Uma grande questão mobiliza os diversos tipos de textos jornalísticos escritos por Nelson Rodrigues ao longo de décadas em diferentes jornais e revistas brasileiros: o processo de desumanização em marcha.1 1 Ao longo de sua trajetória como jornalista, Nelson Rodrigues coloca em questão este processo de desumanização em suas memórias, no debate sobre obras artísticas de seu presente e passado, ao tratar de personagens políticos, da vida social, de eventos pontuais, de grandes mudanças estruturais etc. Desde os anos 1940, é possível identificar a presença dessa discussão em seus textos jornalísticos. Quando estes são analisados em conjunto, observa-se que essa discussão atravessa os anos muitas vezes com a repetição extensiva de argumentos ou mesmo de fragmentos já publicados anteriormente. Dessa forma, as citações aqui apresentadas são retiradas de textos de diferentes períodos. O critério que me levou à escolha das passagens apresentadas foi a possibilidade de tornar mais claros os argumentos discutidos. Há trechos citados de textos publicados alguns anos após a temporada de Toda nudez será castigada, mas, certamente, os argumentos ali veiculados já estavam sendo utilizados por Nelson em 1965. Segundo o dramaturgo, esse processo seria um corolário da modernidade, sempre criticada por ele. O mundo moderno, assim, faria com que as pessoas se distanciassem cada vez mais de sua verdadeira natureza. O homem, entendido por Nelson como uma espécie capaz de experimentar os mais altos e os baixos valores morais, sempre misturados e tensionados em suas experiências, estaria se desumanizando a partir do momento em que perdia a capacidade de se espantar.

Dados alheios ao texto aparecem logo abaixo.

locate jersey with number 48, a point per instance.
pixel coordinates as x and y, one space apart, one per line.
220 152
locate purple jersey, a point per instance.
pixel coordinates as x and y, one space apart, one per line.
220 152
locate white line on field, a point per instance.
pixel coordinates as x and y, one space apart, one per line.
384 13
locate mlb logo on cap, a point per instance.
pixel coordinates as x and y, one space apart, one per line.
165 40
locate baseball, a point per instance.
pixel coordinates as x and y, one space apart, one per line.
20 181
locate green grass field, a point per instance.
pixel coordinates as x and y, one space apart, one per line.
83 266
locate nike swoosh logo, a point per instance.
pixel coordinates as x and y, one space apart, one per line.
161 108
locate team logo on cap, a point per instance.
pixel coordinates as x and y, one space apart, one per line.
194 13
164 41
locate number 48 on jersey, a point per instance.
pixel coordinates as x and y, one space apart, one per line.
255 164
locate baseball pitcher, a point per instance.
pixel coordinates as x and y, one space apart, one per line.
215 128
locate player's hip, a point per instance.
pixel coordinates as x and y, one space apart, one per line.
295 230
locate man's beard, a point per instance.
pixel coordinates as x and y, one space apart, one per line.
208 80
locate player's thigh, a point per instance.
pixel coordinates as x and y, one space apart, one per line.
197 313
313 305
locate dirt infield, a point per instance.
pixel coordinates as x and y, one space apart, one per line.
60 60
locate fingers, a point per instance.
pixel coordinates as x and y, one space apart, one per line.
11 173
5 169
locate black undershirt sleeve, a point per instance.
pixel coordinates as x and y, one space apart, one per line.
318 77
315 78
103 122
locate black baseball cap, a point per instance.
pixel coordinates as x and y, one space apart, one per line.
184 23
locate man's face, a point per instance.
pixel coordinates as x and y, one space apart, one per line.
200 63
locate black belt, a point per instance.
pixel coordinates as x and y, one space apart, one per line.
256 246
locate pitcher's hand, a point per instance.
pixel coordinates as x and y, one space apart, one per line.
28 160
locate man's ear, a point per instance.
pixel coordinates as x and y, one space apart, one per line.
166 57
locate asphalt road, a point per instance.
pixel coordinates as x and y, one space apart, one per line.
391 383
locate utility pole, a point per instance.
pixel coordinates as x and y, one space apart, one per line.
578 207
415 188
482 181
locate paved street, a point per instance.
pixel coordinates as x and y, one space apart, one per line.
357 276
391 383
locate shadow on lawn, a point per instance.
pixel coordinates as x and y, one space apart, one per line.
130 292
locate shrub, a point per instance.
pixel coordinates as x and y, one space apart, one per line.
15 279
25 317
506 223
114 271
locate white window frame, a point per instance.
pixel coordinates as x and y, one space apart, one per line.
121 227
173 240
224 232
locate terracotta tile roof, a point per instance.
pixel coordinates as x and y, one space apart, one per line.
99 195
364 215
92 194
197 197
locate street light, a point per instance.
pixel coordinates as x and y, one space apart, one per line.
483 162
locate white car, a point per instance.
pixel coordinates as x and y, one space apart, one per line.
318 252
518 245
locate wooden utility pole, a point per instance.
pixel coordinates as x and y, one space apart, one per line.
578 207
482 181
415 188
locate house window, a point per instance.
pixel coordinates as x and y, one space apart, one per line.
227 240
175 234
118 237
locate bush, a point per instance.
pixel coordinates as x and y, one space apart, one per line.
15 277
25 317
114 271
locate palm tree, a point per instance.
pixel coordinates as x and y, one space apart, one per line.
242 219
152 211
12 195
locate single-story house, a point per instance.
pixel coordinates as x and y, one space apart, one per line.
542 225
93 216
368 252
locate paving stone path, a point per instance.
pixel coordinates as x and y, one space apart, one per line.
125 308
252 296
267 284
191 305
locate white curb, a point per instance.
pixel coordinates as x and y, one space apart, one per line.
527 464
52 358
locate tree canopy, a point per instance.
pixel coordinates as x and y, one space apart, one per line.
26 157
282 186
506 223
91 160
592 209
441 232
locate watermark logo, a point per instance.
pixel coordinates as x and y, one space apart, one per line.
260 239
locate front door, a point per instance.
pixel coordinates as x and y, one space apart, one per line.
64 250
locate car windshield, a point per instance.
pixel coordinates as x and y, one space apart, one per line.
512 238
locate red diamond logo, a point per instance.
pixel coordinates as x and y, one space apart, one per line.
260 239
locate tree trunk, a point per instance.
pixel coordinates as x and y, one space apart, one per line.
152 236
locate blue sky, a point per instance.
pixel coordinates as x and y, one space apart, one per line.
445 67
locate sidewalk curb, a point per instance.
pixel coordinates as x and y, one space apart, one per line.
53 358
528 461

Diversos seriam os fatores capazes de explicar tal impotência sentimental da modernidade. Um dos mais fortes seria o fortalecimento do racionalismo, que tornaria a experiência humana matematizada e distante dos valores. Derivados do racionalismo, os regimes socialistas e as ideologias de esquerda seriam outros grandes inimigos do homem, segundo Nelson Rodrigues. “Repito que o socialismo é todo um processo de desumanização. O chefe do governo tcheco é exatamente o anti-homem, a antipessoa” (Rodrigues, 1995b, p. 199). São bastante conhecidas as críticas de Nelson Rodrigues a personagens e ideais de esquerda, mas pouco discutida a relação dessas críticas com suas concepções de modernidade e natureza humana, tão evidentes em suas crônicas. Um grande problema dos militantes socialistas, por exemplo, seria a disponibilidade de seguirem as orientações ideológicas independente de seus escrúpulos morais: um socialista, por essa perspectiva, teria tranquilidade ao matar outra pessoa se estas fossem as ordens do seu partido. Segundo Nelson, essa situação revela o quanto o socialismo impediria os homens de serem plenamente humanos, entrando em contato com seus pudores, suas vergonhas, suas paixões. Também cito como uma das forças desumanizadoras mais fortes identificadas por Nelson Rodrigues na modernidade a extrema valorização dos jovens, pouco preparados para a vida, para o amor e para a força moral que os homens deveriam ter.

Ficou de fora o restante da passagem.